Whether it be a few paragraphs he sent over to me about a new model, or a preview he did with my at the Hot Wheels Convention, I have tried to link them all here. Read them, watch them, and hopefully enjoy them. Watching Ryu talk about his thought process gives you a small glimpse into his passion and brilliance, and he can serve as a good teacher for how the design process works.

I will miss Ryu immensely, and I share that feeling with so many. He went way too soon, but he packed an amazing amount into his 42 short years that will live on for years and years to come. RIP Ryu.

4 Replies to “The brilliance of Hot Wheels/Matchbox Designer Ryu Asada”

  1. Sorry for his loss for yourself, his family, coworkers, and the HW/MBX community. He really is one of the guys that once you look up his cars you’re like “Oh my god, he did THAT car? I love that one!”

  2. I am very much saddened by Ryu’s passing and hope my heartfelt condolences reach his family. He has been a source of much happiness in my life, through his craft, and I will miss reading about new releases he has guided to fruition. As I have written before, we are blessed to live in a time of such abundance of beautifully executed toy vehicles. Ryu was a wonderfully talented, incredibly dedicated, and immensely sympathetic magician who helped bring this abundance to life. He will be missed!

  3. We will all miss him and his work. His work already shows to me what kind of a person he was. As an artist, designer and collector myself, I bet he had more to give in design for that $1 toy, but the price and time limited him. If you think it is easy to downscale a real 1/1 car to a 1/64?, think again. Drawing is one think but making it is another.

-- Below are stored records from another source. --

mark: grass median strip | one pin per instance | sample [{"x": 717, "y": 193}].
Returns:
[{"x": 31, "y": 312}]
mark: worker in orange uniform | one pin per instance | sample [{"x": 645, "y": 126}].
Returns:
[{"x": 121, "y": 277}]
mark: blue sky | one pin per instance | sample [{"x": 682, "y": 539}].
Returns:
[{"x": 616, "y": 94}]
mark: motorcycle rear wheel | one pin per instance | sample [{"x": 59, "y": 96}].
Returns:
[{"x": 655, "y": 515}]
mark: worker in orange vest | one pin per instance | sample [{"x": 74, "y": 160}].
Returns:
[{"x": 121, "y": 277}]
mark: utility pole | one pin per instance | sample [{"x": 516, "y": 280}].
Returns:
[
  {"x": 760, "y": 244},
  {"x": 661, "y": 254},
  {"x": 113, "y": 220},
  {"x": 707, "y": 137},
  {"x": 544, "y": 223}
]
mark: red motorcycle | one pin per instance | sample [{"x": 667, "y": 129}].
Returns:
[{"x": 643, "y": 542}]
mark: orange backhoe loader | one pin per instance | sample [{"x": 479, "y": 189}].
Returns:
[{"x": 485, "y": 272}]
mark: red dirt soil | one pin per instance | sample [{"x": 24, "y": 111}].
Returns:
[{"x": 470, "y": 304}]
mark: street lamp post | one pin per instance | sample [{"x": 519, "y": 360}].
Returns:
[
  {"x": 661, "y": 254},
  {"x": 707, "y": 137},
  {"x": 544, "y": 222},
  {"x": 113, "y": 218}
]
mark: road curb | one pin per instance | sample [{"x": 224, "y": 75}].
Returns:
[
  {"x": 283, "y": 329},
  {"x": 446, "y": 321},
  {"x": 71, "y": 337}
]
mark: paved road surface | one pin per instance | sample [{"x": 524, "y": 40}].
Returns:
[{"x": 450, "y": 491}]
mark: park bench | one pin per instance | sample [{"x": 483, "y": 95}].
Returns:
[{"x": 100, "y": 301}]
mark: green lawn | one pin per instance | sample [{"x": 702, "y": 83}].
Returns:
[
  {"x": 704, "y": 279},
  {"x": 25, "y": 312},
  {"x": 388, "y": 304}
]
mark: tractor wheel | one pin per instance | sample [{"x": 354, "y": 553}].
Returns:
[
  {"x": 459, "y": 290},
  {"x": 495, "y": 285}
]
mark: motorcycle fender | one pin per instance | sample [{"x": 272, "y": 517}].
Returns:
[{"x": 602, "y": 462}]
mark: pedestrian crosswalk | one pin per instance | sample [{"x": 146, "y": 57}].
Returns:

You have to be a visionary in that sense. He knew what he was doing and it made everyone happy. As a collector, I want to see Mattel step up and make a set in tribute to his service for so many years. I want to see a set of 10 of Ryu’s best cars in the next year on the pegs. I always get “they made that car?” or “that’s my favourite car” or “that’s my dream car” he is the man behind it. And thanks to Mattel and his coworkers for keeping him busy for so many years executing wonderful designs. And also thanks to you John at Lamely for this article and your videos in recognizing people behind the scenes that make things happen. We need positive people like you to make our day go better. Yes he was a Hot Wheels guy……. the guy that designed the toy your kids are playing with for $1. Peace

  4. Wow, I am so extremely sad over this news. I read the headline and though it looked like an obituary, I thought that could not possibly be because Ryu was so young and vibrant. Ryu contributed so much to Hot Wheels. Although I am more “Matchbox” than “Hot Wheels” as I like more stock-type vehicles, I still greatly respected Ryu’s input and contribution to the hobby, with cars such as the Prelude and the Miata gladly added to my collection. Gosh, he seemed to be such a gentle and decent human being; the type of person there seems to be in such short supply these days. Wishing the best for his family and friends. Know the comfort of the contribution that he made to our hobby, and the great enjoyment to tens of thousands of people around the world. Godspeed, Ryu!